Mortgage Payout

The amount owed is basically the amount of interest "lost by the Bank" from replacing the mortgage.  The calculation looks at the difference between the entire amount of interest left to pay on ones current term based on  current rate versus the current posted rate (adjusted for the same discounts) for a term with a similar length.
 
An example if one has:
• $300,000 remaining and
• current interest rate is 2.5% (after a discount of 1%)
• with 24 months left in the contract
• then the bank would look at the current rate for a 2 year mortgage (for TD today that amount is 2.94% less the 1% discount).
 
The IRD formula is:
 = Amount remaining x (current rate - (posted rate less discount)) x (remaining months / year)

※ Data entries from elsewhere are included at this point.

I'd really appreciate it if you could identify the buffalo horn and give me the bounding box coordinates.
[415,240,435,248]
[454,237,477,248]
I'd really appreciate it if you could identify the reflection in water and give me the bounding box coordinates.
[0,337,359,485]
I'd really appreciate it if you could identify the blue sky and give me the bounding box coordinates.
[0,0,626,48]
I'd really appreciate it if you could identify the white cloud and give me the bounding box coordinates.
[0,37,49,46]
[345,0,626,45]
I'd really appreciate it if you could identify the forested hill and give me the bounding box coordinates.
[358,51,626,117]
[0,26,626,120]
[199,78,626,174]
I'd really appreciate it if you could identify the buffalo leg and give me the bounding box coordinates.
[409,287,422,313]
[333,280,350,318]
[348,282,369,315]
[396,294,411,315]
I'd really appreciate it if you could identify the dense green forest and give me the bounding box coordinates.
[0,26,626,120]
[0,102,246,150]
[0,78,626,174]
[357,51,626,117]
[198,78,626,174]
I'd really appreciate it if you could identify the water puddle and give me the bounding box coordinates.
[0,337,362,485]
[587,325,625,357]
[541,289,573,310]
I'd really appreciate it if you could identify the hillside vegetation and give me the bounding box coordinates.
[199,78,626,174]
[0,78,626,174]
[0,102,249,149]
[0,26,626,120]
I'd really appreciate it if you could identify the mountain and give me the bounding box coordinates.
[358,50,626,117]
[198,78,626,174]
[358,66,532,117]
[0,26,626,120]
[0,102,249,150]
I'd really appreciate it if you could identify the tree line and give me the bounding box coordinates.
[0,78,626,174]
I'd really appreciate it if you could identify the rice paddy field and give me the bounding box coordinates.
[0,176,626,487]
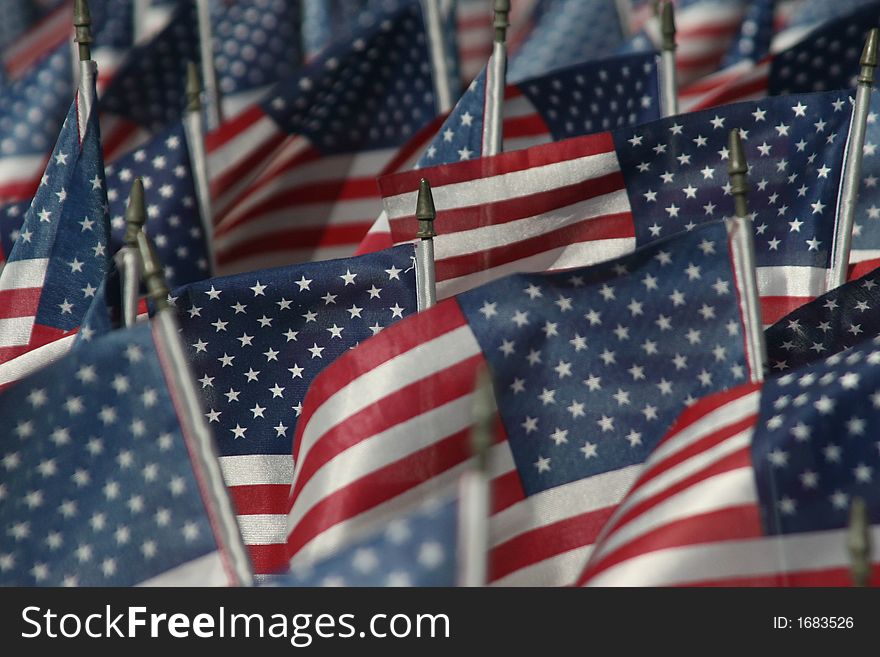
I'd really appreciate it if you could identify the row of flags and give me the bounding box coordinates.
[0,0,880,586]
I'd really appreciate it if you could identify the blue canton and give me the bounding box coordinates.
[458,222,747,495]
[268,500,458,587]
[263,3,436,154]
[173,245,416,456]
[764,270,880,373]
[0,325,216,586]
[8,93,110,331]
[507,0,624,83]
[752,344,880,534]
[107,122,210,289]
[614,92,851,267]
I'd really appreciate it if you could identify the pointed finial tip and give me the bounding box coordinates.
[416,178,437,240]
[859,27,880,67]
[124,178,147,247]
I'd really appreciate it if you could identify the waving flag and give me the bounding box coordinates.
[0,85,109,385]
[207,2,454,273]
[173,245,416,573]
[0,325,249,586]
[765,271,880,374]
[581,338,880,586]
[268,498,458,586]
[358,53,660,253]
[680,2,880,111]
[288,222,747,585]
[379,92,850,324]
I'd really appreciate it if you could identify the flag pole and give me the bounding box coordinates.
[137,223,253,586]
[826,27,878,291]
[422,0,455,114]
[116,178,147,326]
[846,496,872,586]
[416,178,437,311]
[458,368,495,586]
[196,0,223,132]
[727,128,767,383]
[483,0,510,156]
[660,0,678,116]
[183,62,217,273]
[73,0,97,127]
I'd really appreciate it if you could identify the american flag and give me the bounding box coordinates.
[288,222,748,585]
[207,2,454,273]
[358,53,660,253]
[507,0,626,82]
[106,121,211,288]
[680,3,880,111]
[623,0,747,86]
[765,270,880,373]
[266,496,459,587]
[0,325,248,586]
[379,92,851,324]
[173,245,416,573]
[0,44,74,204]
[580,344,880,586]
[0,84,110,384]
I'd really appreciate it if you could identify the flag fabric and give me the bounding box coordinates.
[580,344,880,586]
[0,44,74,204]
[0,85,110,385]
[172,245,416,573]
[379,92,851,325]
[0,325,248,586]
[288,222,748,585]
[507,0,625,82]
[765,270,880,374]
[358,53,660,253]
[106,121,211,289]
[266,497,459,587]
[679,2,880,111]
[206,2,454,273]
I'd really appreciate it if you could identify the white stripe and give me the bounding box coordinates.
[0,258,49,290]
[491,545,593,587]
[0,316,36,347]
[288,390,482,529]
[385,151,620,220]
[437,237,636,299]
[0,155,46,185]
[138,551,232,587]
[220,454,293,486]
[216,244,357,276]
[492,465,642,547]
[0,335,76,387]
[296,325,481,466]
[592,467,758,560]
[757,267,828,297]
[587,525,880,586]
[236,513,287,545]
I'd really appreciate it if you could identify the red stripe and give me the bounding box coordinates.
[659,383,761,445]
[761,297,815,325]
[293,300,467,461]
[379,132,615,197]
[578,504,762,584]
[290,354,486,500]
[489,506,615,581]
[287,428,482,557]
[217,219,372,265]
[247,543,288,575]
[608,447,752,552]
[0,287,43,319]
[435,212,635,281]
[389,171,635,238]
[227,484,290,516]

 = $300,000 x (2.5% - (2.94% - 1%)) x (24 / 12)
= $300,000 x 0.56% x 2
= $3,360
 
 The 3 month formula is:
 
= Amount remaining x current rate / year x 3 months
 =$300,000 x 2.5% / 12 x 3
= $1,875
 Most likely it will be the IRD formula as it’s the higher amount.
 
Need to know:
• How much is remaining?
• What Interest Rate is being charged and did one receive any discounts
• How many months are remaining
• What is the posted rate for that term (adjust for the same discount received)
 In addition, there is typically a fee of ~$300 on top of this for discharging a mortgage.